Encouraging research and development is essential, especially if there is to be more product choice for SMEs and the self-employed. Cloud ecosystems are so omnipresent in the accounting world, that they are likely to be called into play with initiatives targeting innovations in the use of open banking and investment data to improve financial planning, reporting and compliance.

National connectivity and fintech hubs

It’s all well and good if you live in the city (not on every street I will testify), but there’s no point being digital if you can’t get a mobile signal let alone superfast broadband. The review is an opportunity to keep the pressure up for digital infrastructure improvements. If fintech is going to be a high opportunity area of the economy, you have to ensure people can also use it. 

Connectivity and regional fintech hubs, however, involve creating the right environment to allow these complex codependent services to work with each other. We’ve got good form in looking at ways we can make this happen already, not least with the defacto fintech trade body Innovate Finance and its Fintech National Network

Will creating specific fintech hubs be a good idea? Quite possibly. And anything to reduce the focus on London is a positive - not least in terms of access to skills, reducing expense, and also opening the sector up to local wider expertise.

Again it would be good to see more financial expertise (outside of banks and insurance businesses) coming into play - even formal panels of accountants, FDs and business owners who can provide proving grounds for new products.

Policy and regulation

This is the big one. A recent Australian Senate Inquiry into fintech put particular emphasis on regulatory change and the required oversight; the same would surely apply to the UK.

I have my doubts as to whether many of the major regulators are going to be fit for purpose before too long. Open banking provided enough headaches, as did GDPR, but the desire to open up more financial data is bound to expose the inadequacy of regulation primarily designed for a non-digital world. 

Insurance, investment, pension, privacy, banking, accounting, payments and of course tax are easier to police when the demarcations are clear. But what about when they start to interact with each other? What will it mean if accounting software starts to make recommendations around financial products?  Will accountants be seen as part of the formal advisory chain if they introduce and manage the software subscription? 
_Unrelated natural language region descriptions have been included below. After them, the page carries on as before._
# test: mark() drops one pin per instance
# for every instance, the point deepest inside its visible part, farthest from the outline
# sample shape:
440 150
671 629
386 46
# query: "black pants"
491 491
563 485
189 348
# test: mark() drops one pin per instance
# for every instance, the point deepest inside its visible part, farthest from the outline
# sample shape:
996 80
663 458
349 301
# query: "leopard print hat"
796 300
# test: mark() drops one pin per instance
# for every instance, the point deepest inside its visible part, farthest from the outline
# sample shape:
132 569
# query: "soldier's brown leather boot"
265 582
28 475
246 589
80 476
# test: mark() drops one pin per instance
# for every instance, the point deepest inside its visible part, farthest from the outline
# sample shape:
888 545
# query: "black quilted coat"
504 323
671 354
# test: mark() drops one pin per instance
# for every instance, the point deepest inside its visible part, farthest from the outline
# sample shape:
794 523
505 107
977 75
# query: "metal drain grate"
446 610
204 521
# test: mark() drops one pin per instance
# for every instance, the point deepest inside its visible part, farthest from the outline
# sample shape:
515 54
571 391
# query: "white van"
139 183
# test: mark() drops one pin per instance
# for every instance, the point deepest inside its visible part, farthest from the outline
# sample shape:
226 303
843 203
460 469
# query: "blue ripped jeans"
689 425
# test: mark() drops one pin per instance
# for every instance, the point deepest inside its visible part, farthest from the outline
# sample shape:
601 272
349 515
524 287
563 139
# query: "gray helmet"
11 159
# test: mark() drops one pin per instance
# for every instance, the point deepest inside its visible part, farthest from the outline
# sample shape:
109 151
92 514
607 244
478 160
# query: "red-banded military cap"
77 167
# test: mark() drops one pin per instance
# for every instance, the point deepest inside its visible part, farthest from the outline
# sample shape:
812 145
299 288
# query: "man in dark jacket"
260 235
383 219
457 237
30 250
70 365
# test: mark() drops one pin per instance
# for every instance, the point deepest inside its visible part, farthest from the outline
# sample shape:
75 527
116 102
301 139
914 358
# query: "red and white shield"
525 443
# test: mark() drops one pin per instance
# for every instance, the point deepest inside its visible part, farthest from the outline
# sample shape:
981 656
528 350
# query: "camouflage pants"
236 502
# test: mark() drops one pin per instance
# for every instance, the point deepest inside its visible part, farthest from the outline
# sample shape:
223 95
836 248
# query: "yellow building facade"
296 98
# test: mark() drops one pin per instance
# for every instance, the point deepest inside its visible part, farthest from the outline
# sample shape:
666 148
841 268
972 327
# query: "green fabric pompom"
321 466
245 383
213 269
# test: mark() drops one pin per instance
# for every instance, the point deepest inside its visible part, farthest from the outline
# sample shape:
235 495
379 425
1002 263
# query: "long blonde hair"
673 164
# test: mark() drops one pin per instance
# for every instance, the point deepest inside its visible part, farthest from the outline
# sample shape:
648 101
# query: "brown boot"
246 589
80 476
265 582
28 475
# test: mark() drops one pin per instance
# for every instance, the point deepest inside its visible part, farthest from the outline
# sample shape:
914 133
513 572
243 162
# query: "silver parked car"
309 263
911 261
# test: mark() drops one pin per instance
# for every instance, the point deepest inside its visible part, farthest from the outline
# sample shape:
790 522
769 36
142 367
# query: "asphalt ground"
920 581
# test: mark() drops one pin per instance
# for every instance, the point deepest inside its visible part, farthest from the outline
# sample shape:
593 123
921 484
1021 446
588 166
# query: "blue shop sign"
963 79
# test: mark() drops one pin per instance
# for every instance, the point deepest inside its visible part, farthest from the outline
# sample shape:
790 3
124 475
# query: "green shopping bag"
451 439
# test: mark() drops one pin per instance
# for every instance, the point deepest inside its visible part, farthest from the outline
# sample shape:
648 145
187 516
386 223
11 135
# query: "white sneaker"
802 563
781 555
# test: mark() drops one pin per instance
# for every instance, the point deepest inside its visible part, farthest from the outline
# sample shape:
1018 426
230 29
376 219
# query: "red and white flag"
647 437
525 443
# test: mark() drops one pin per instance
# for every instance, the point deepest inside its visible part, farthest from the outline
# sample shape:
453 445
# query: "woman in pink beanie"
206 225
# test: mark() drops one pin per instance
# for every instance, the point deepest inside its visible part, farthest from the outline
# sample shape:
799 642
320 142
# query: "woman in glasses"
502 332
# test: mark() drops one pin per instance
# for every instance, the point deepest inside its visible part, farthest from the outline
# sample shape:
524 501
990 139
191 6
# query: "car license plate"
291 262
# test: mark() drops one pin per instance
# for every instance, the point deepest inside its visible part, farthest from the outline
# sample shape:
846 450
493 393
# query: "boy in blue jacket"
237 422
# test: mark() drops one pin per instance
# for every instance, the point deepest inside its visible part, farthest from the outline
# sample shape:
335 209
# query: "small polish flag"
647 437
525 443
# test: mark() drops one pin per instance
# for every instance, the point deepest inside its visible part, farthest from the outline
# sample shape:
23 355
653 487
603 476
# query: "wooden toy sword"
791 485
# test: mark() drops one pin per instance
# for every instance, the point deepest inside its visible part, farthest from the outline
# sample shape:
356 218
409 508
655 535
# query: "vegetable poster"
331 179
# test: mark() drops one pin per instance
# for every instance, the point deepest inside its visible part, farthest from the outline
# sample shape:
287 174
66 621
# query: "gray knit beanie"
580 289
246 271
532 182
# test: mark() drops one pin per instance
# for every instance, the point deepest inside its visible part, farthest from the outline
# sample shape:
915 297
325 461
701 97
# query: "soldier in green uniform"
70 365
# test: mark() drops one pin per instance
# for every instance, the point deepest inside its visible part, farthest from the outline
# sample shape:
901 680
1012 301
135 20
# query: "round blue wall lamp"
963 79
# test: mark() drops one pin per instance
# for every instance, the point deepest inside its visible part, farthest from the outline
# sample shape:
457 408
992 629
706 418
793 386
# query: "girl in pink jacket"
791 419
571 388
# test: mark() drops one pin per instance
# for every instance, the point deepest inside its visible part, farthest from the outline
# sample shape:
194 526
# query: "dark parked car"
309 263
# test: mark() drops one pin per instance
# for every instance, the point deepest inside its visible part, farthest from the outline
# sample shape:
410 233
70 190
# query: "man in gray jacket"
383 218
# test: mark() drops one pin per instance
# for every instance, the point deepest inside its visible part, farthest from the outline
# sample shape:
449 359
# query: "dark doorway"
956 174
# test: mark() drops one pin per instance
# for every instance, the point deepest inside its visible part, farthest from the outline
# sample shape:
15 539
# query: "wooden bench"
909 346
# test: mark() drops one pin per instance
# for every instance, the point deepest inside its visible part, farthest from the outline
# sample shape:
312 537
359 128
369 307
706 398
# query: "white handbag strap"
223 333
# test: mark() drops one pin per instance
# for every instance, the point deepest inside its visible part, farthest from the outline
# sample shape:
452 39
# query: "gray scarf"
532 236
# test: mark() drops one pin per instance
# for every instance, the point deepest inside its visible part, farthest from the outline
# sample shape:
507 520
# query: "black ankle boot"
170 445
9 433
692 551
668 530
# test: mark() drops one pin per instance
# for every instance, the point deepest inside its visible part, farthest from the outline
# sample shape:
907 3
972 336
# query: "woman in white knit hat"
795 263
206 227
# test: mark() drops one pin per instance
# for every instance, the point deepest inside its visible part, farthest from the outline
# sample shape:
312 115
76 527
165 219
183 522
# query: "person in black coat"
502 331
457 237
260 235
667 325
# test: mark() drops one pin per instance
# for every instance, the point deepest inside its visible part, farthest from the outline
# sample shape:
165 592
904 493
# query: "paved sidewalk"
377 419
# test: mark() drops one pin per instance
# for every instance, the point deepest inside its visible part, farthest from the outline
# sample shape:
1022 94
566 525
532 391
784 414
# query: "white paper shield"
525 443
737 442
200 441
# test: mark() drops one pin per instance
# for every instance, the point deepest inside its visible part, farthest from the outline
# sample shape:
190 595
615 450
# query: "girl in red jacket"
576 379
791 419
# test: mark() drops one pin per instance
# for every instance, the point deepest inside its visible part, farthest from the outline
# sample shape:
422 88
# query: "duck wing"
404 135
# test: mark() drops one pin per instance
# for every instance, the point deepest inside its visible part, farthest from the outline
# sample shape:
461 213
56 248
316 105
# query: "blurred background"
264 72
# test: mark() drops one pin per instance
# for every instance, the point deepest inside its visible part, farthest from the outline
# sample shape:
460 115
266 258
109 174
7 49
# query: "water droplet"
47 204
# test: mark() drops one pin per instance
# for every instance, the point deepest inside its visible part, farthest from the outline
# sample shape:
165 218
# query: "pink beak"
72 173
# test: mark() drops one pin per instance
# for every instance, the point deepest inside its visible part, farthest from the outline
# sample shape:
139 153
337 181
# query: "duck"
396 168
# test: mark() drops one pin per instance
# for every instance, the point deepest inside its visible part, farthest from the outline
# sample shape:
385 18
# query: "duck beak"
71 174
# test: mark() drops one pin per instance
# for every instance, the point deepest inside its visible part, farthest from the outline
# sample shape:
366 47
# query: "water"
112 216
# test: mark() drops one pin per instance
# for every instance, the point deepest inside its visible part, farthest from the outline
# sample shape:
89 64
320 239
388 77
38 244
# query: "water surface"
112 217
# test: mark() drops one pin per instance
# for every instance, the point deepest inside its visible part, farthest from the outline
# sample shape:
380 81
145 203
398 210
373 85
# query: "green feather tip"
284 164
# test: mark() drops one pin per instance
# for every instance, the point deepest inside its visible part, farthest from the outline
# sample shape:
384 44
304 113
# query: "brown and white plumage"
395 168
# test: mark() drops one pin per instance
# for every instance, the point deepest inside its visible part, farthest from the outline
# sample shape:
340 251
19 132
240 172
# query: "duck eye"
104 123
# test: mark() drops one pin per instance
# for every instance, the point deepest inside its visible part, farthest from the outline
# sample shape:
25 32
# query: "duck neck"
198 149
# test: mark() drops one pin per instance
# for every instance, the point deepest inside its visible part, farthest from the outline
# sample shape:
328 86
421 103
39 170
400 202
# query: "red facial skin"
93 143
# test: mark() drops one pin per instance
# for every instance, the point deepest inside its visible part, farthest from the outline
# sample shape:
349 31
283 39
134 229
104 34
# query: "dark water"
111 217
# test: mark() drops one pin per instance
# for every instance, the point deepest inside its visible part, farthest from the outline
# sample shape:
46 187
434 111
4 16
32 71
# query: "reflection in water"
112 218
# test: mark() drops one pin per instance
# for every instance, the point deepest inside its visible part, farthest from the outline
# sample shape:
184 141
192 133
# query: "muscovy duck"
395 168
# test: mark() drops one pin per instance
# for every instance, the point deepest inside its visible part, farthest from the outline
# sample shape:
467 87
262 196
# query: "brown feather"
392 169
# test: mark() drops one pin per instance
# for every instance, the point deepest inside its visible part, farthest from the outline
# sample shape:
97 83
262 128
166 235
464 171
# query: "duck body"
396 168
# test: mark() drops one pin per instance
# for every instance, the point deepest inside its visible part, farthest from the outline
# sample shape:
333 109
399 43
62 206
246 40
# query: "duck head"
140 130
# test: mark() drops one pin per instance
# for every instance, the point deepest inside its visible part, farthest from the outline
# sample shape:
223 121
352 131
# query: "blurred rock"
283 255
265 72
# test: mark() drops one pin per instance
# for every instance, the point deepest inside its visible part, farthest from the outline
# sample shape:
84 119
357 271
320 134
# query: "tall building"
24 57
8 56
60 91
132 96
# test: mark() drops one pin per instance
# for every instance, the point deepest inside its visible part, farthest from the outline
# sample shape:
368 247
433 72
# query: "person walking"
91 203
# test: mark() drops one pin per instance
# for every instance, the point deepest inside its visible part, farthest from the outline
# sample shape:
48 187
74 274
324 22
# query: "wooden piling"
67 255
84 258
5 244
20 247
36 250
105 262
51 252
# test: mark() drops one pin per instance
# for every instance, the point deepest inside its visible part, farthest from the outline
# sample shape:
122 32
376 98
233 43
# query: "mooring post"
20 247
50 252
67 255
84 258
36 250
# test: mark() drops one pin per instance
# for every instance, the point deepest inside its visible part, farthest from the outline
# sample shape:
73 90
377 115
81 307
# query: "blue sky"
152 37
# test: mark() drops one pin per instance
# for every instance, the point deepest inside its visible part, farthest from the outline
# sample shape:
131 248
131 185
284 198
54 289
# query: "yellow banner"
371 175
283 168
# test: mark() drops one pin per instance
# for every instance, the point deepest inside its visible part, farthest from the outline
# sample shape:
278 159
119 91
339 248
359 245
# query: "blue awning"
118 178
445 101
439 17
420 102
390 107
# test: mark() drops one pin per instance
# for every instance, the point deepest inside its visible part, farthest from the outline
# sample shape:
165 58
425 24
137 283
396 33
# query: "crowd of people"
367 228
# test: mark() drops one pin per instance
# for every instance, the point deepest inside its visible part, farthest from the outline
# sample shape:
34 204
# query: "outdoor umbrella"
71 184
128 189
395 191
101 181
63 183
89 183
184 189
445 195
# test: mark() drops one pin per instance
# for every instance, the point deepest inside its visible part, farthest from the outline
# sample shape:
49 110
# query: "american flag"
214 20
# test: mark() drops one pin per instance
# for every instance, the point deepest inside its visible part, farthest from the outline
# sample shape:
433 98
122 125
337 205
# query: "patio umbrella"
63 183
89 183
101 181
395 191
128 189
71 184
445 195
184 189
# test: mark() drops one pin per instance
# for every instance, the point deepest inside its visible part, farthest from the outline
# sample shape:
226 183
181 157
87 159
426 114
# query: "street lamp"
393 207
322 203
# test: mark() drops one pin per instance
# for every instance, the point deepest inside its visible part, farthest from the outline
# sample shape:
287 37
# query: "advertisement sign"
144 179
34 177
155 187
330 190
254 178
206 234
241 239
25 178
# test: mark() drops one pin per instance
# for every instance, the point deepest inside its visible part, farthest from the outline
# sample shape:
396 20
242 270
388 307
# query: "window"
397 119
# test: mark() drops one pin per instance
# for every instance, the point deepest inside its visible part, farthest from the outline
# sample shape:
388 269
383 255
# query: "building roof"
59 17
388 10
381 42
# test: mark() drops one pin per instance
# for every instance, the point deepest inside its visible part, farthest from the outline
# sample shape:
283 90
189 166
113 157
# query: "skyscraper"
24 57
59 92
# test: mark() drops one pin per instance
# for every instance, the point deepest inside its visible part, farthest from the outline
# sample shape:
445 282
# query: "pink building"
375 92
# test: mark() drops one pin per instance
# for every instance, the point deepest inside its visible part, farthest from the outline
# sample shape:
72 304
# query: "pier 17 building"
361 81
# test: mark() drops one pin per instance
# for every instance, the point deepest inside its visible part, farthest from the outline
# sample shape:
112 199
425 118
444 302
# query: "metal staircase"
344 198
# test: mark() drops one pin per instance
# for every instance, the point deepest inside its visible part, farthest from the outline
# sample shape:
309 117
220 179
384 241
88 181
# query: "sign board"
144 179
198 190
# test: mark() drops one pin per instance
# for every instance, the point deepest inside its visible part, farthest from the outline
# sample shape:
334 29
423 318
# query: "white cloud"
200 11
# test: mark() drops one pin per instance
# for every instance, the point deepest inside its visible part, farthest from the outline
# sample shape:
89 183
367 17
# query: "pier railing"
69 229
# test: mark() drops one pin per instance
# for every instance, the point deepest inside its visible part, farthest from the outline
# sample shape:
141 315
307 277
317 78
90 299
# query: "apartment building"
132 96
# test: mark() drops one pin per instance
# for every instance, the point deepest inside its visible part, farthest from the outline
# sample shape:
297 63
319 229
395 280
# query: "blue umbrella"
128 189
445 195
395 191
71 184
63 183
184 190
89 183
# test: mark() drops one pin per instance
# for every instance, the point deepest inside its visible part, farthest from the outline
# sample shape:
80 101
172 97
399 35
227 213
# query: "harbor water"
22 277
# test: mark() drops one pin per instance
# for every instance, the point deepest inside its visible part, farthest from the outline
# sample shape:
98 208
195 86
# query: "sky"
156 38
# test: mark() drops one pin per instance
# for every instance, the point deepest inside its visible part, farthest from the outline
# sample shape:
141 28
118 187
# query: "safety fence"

This is certainly an opportunity to reduce both administration and cost, while at the same time reshaping policy and regulation to create a better playing field for all concerned. It’s also likely to take a long time. Changes in regulation are a primary driver of innovation and adoption in the world of accounting and finance, so action in this area will hold the key to unlocking the whole shebang.

Global competitiveness

The UK has good form here already, although accelerating this will depend on all the other elements coming together. Cynics may see this as a cosmetic project to boost post-Brexit planning. Regardless of your political views, we are predominantly a services-based economy and fintech fits that profile. Attracting talent (while limiting immigration), providing incentives for funding (when the Treasury might not have the leeway) and creating an ideal regulatory environment (see above) may all be part of the mix. But this is an area where we should be thinking about attracting businesses to set up in the UK, rather than just export. Antipodean and US software within the UK accounting market has proven that imported fintech can be a welcome addition that delivers some significant kicks to incumbents.

There’s no doubt the government sees strategic advantage in maintaining the UK as a global leader in fintech, and it’s inevitable that the report will underline this. 

With the increased level of digital reporting coming in the shape of MTD, ensuring businesses get their hands on the right technology and that their advisers are taken seriously should be an important element in the review’s final recommendations. At the moment it’s hard to see that this will be a priority.